New York Market Overview
- Total Manhattan Class A Office vacancies stayed at 8.9 % vacant
- Total New York City Office vacancy decreased from 7.8 % vacant to 7.7 % vacant
After a strong first half of the year, Manhattan leasing activity declined in the third quarter. But despite the slowdown, which stemmed from a dearth of mega deals, the availability rate and asking rents for the overall market continued to strengthen. Manhattan leasing volume fell from nearly 10.6 million square feet in the second quarter to 6.7 million square feet in the third quarter. The lower volume came after a strong beginning of the year, in which major tenants like Japanese financial giant Nomura Holding America and publishing powerhouse Condé Nast inked deals for 900,000 square feet and up
Average asking rents were up overall and leasing velocity, although down sharply from last quarter, was still in the traditional range. We are back to a normal market in terms of leasing velocity. We had a great first quarter and we had a great second quarter. It is a healthy market. Yet there were causes for concern. The vacancy rate for Midtown Class A properties rose by .1 points to 10.6 percent, in the last quarter there had been negative net absorption in some areas of Manhattan.

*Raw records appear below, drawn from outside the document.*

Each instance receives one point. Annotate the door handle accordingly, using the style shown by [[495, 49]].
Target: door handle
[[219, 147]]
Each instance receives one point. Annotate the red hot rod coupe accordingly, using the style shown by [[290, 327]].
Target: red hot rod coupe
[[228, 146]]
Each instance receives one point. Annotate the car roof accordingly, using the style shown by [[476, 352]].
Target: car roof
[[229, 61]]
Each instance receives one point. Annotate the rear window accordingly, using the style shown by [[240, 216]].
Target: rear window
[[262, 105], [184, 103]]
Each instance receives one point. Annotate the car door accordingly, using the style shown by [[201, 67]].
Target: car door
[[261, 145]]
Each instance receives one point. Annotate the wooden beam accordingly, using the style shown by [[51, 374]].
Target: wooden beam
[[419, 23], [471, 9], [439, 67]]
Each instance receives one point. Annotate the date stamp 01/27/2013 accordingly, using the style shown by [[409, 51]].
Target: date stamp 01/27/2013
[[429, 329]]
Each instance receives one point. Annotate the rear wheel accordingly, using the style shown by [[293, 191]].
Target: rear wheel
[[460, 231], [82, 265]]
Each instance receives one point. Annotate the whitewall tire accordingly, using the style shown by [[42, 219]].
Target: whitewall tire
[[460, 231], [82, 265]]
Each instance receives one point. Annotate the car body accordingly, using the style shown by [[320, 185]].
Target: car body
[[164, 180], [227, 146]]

Though new development sales slowed severely in Manhattan and Brooklyn in recent months, prices are mostly on the upswing. In Manhattan, the number of sponsor sales recorded in public records declined 18 percent from the second quarter, while Brooklyn declined 34 percent. However, the median sales price per square foot in that same period rose 4 percent in Manhattan to $1,243, and 3 percent in Brooklyn to $594. As for overall sales figures, in Manhattan the median price gained 10 percent since the third quarter of 2010 to about $1.5 million, and in Brooklyn it rose 7 percent to about $600,000.
Foreclosure rates in the New York-White-Plains-Wayne, N.J. areas continued to increase in July over the same period last year, increasing 1.15 percentage points to 5.19 percent, compared with 4.04 percent in July 2010. Foreclosure activity in New York-White Plains-Wayne is lower than the national foreclosure rate, which was 3.44 percent.